Let’s face it: No matter how good “Ocean’s 8” is, it will still be derivative of the original Ocean’s trilogy — another half-assed Hollywood attempt to fit women’s equality into a market-safe franchise. That didn’t work with “Ghostbusters,” and it likely won’t work here.
But I’m still excited, because the advent of “Ocean’s 8” reminds me that Steven Soderbergh’s Ocean’s Eleven, Twelve, and Thirteen are enjoyable (and sometimes great) movies. After seeing the “Ocean’s 8” red girl power posters in the New York City subway over the past week, I revisited them and found that these early 2000s capers still hold up. Soderbergh’s Ocean’s films endure because they skip petty social commentary and excel instead at dazzling audiences with skillful and fast-paced entertainment.

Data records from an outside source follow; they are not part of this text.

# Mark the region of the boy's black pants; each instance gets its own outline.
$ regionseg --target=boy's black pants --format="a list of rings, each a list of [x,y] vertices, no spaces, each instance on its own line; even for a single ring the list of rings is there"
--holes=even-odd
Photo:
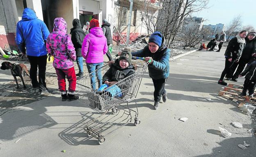
[[[243,92],[246,93],[246,91],[248,89],[249,93],[249,95],[254,93],[256,84],[256,80],[250,80],[246,78],[244,84]]]
[[[158,80],[152,79],[155,91],[154,91],[154,100],[158,102],[161,100],[161,96],[165,94],[166,91],[165,89],[165,85],[167,80],[167,78]]]
[[[46,90],[45,75],[47,55],[38,57],[27,55],[27,57],[30,63],[30,75],[32,86],[33,87],[39,87],[40,91]],[[37,81],[37,68],[38,68],[38,81]]]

It’s the chemistry between the actors that elevates the films beyond simple popcorn fare. Although he ostensibly made a series about ripping off Las Vegas casinos (and the revenge cycles that follow), Soderbergh is most interested in showing us how an ensemble of famous people behave in a gang. George Clooney plays ringleader Danny Ocean, gliding through Vegas with the coolest irony. Julia Roberts collides with him as Ocean’s equally icy estranged wife, Tess. Brad Pitt joins as Ocean’s always-eating sidekick Rusty Ryan, Pitt’s most bananas role since 12 Monkeys. Matt Damon, Elliot Gould, Bernie Mac, and a whole crew of cons back the venture with wise-ass charm.
The exuberance of these original Ocean’s movies belongs to the world that created classics like “Casablanca” and “Citizen Kane.” “Casablanca” shines because its stars treat their material with love. There is nothing remarkable in Rick Blaine’s famous lovesick mutter “of all the gin joints in the world” on its own, but Bogey messes with it, and spits genius through gritted teeth. In a similar way, “Citizen Kane” continues to delight because — even with repeated viewings — Orson Welles keeps the surprises coming with his trick shots. Movies like these don’t age.

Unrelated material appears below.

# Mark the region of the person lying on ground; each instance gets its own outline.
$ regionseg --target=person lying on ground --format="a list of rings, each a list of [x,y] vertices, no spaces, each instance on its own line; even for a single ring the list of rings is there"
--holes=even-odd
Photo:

And the Ocean’s trilogy hasn’t aged much either. The films are well-written and Soderbergh knows how to work a camera in a casino with flair. Huge casts, Sinatra-driven soundtracks, and color-saturated casinos make them carnivals of maximalism, and that’s why they work.
Ocean’s schemes are hairbrained and ridiculous. His big plan in “Ocean’s Eleven” — recreating a casino vault and then filming a fake robbery in it while a real robbery takes place in the real vault — would never work in real life, but who cares? That’s the joke. With Ocean’s Twelve and Thirteen, the schemes get more abstruse, but that doesn’t hurt the films. It just means the dialogue and interactions between the characters receive more attention.

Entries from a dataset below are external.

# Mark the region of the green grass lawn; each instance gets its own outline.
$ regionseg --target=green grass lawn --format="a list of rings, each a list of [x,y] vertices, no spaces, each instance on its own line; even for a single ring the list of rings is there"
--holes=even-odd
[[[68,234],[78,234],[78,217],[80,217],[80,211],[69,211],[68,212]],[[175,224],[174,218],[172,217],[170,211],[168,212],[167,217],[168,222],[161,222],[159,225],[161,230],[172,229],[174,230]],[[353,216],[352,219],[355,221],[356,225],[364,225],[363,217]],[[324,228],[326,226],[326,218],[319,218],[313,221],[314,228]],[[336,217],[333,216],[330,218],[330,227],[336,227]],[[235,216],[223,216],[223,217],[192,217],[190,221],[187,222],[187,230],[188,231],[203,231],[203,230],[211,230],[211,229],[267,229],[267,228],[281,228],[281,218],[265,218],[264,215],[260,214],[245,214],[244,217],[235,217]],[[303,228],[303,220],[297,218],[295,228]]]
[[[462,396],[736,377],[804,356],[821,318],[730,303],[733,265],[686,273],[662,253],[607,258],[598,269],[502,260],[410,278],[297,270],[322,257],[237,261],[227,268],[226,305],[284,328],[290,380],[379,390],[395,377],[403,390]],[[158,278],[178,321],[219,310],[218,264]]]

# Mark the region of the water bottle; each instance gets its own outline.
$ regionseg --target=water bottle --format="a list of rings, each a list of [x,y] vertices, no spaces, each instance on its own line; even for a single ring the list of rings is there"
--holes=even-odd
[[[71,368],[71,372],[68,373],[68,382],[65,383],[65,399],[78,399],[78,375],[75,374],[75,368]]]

“Ocean’s Twelve” is the best of the trilogy for this reason. Here, Soderbergh dispenses with plot coherence entirely and lets his actors have free reign with the roles. The result is a haphazard romp through Europe, where the absurd becomes plausible. An early heist involves an impenetrable fortress, which the crew penetrates by lifting it off its foundations and shooting an arrow through a cracked window to dismantle the security system. The execution of the crime definitely cost more than its payoff, but Soderbergh shoots it with such streamlined elegance that no one seems to notice.
In the film’s most memorable scene, Roberts in the role of Tess-Impersonating-Roberts meets Bruce Willis in a cameo role at an Italian art museum. Cameo Willis exposes Cameo Roberts as Impersonator Tess — who we all know is still Roberts playing the role of Tess.
This the sort of thing that only happens in pure film. The scene has little bearing on the plot, but that’s its beauty: It invites the audience to forget scrutiny and participate in the movie’s levity. Roger Ebert remarked that the Roberts-Willis interaction marked the “Ocean’s Twelve’s” high point, “When you get to the point of interlocking cameos, you have ascended to a level of invention that is its own reward,” he said.
Throughout its run, the whole Ocean’s series invented and reinvented itself at every turn. If Soderbergh had hopped on the all-female lead hype train, he would have played it for screwball laughs — not with the self-seriousness of the reboot. But I’m so glad “Ocean’s 8” exists. Maybe the ads will inspire others to rewatch the Ocean’s trilogy and rediscover that big movies can still be a treat for the eyes and ears. What more could you ask from a summer blockbuster?